Corragio

So tonight was my last night with David. We went to see Spirited Away a Japanese anime film and ate at Casa Mare. I had a really good time, and I think David enjoyed himself very much. We also met Renee Zimmerman and went to Jerry’s a truck stop in Ft. Wayne to have coffee with an old friend of theirs. I felt like I was kind of intruding because they were doing a lot of close knit bonding, but it was just so great to be out and with David.

I, per usual, found it so difficult to look at him. GAAAHHHH!!! I am such a wimp; I wish I could just look into his eyes. We were all sitting at the table tonight and we just joking saying “I Love You” to one another and when he said it to me, I almost melted. I wanted to stop time right there. I, in all my idiocy, said “I Love all of you” under mumbled breath.

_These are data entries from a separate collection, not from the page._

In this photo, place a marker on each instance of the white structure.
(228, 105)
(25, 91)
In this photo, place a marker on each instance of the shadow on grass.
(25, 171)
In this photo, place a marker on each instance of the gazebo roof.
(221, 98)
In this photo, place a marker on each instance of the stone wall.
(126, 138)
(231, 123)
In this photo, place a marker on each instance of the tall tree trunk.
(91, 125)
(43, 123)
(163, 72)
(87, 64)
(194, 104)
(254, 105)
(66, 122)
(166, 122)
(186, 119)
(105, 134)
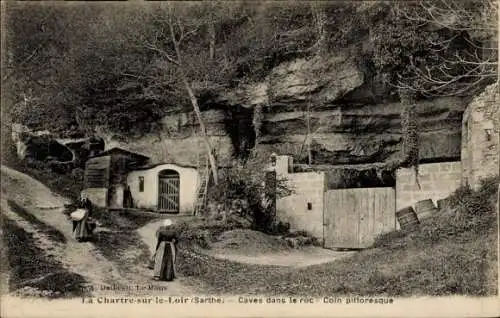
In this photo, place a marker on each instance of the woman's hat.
(167, 222)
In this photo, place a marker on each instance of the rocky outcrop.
(43, 145)
(481, 137)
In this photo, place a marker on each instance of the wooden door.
(354, 217)
(168, 192)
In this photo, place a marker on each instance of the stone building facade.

Our drive home was very normal. We talked about high school, and when we realized about being gay. Dropping him off was so hard, because I knew that I was not sure when/if I would get to see if again. He said he would try to come out to Pittsburgh, which I would love so much. I just do not want him to come out and be bored. I am giddy right now just thinking about him visiting. That would be so great.

I am going to miss him. I have been thinking about growing old and into marriage with someone, and I keep putting him in the picture. I guess, for right now it is not meant to be. The good-bye hug was pretty good for being inside the car. I love to hug him.